I think she’s right. It has to come from within, this change. We as Americans can’t do it. The British can’t do it. The Germans can’t do it. The Australians can’t do it. The South Africans can’t do it. Even the Canadians can’t do it. It has to be an internal push for internal change. And it will take an extremely long time. And, unfortunately, a lot more deaths.
Watching these films as a mother was probably a different experience than that of others watching them. The first was simply a treatise on the childbirth experience in general, but the second was more difficult as it dealt with devaluing females. I have two girls. It goes without saying that I value them very much—they are special to me and their father, and we would never ever in a million years wish they were boys instead.
It was very difficult for me as the mother of girls to hear the stories of the girl babies in India being murdered by their own mothers minutes after their birth, simply because they didn’t have a penis.
I cried as I listened to the stories about unwanted daughters in China—the fact that there is a very fast-growing population of illegal children (mostly female) in China who technically—legally—don’t exist. They can’t go to school, receive healthcare, travel by plane, hold a job, get married, or leave the country.
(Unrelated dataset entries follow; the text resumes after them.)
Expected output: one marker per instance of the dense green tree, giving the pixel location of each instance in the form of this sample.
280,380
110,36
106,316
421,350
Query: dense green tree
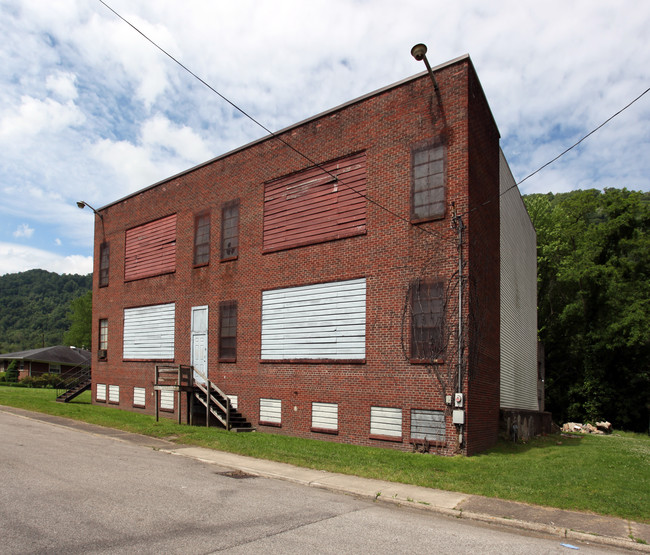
80,317
594,303
35,306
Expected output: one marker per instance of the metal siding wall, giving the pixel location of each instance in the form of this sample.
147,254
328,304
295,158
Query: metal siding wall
385,421
518,298
311,207
323,321
149,332
325,416
150,249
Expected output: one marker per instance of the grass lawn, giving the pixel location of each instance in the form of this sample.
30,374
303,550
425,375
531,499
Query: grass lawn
609,475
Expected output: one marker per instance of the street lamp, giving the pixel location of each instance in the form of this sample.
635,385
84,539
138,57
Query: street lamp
82,204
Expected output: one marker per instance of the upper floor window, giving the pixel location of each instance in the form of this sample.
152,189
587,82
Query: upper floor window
319,204
426,301
202,239
150,249
230,230
428,189
104,260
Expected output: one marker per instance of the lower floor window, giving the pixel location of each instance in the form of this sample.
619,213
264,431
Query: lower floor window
386,422
325,417
139,397
428,425
271,412
114,394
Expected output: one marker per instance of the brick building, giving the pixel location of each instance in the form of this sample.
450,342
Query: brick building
321,292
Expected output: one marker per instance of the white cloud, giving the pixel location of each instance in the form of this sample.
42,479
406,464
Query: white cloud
23,230
17,258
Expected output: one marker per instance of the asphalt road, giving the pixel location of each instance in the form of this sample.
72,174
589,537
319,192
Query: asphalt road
63,490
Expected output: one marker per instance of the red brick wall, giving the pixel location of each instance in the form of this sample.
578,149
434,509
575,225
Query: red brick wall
389,255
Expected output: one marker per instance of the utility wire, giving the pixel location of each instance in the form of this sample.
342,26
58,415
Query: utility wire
559,155
271,133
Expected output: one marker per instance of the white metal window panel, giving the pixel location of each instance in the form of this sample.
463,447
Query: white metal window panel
271,411
322,321
139,396
385,421
518,290
149,332
428,424
325,416
167,399
113,393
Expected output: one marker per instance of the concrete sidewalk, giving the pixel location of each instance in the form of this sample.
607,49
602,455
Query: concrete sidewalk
567,525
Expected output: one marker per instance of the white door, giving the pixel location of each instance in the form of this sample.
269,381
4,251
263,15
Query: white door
200,342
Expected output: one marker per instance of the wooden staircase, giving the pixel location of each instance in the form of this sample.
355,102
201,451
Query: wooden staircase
218,408
74,385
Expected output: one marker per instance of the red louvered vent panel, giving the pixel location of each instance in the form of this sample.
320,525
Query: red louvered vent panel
312,207
150,249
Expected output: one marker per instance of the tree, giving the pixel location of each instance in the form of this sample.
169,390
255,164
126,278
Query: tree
594,303
80,316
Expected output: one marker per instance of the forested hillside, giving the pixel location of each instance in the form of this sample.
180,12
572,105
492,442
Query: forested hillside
34,307
594,304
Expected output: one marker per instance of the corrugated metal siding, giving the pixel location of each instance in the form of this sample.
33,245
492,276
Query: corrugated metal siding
518,298
150,249
139,396
325,416
323,321
428,424
149,332
385,421
311,207
167,400
271,411
114,393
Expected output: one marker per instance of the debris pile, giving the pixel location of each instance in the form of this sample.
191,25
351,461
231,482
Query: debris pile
600,428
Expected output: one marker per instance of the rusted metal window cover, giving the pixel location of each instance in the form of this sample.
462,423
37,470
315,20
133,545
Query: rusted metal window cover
150,249
312,207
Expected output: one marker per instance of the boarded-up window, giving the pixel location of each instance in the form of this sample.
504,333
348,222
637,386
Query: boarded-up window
386,421
202,239
102,353
230,230
428,192
149,332
325,417
104,261
139,397
427,309
150,249
322,321
428,424
167,400
311,206
228,331
271,412
114,394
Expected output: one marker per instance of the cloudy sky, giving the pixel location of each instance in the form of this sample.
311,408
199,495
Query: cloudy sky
89,110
Many of them are abandoned or neglected/abused simply because they are girls and therefore a burden on their parents.
I sobbed as the sorrowful mother shared her story about having to leave her three daughters with different family members while she and her husband fled to a location 1,000 miles away in order to avoid penalties from the government for having more than their allotted number of children. They try to visit their daughters once a year. If they have enough money saved. “I miss my children very much,” said the mother. The oldest daughter came on the screen and said, “I want my mother to come home. I don’t want her to work anymore. I miss her.” It broke my heart.
My heart skipped a beat when I learned that women in China not only have to have a pregnancy permit to conceive, but they also must have a birth permit to actually give birth to the child.
A pregnancy permit does not guarantee a birth permit.
Just let that sink in.
Needless to say these films were very enlightening and I’m glad I watched them, though parts of them were painful to see. I am very fortunate to live in a country where I am equally valued (though even that, in our western culture, is debatable on a very different level), where I can get pregnant when and how I so choose, and can give birth to as many babies as I wish, without interference from the government.
I felt they were both well-done though the first (“No Woman No Cry”) was very obviously done by someone with a bit less experience, or at least an extremely different style than the maker of the second (“It’s a Girl!”). They are both high quality and very informative, with contemporary information and touching stories.
Now to find answers to my questions and figure out whether or not documentaries like these can and do make any difference in the world.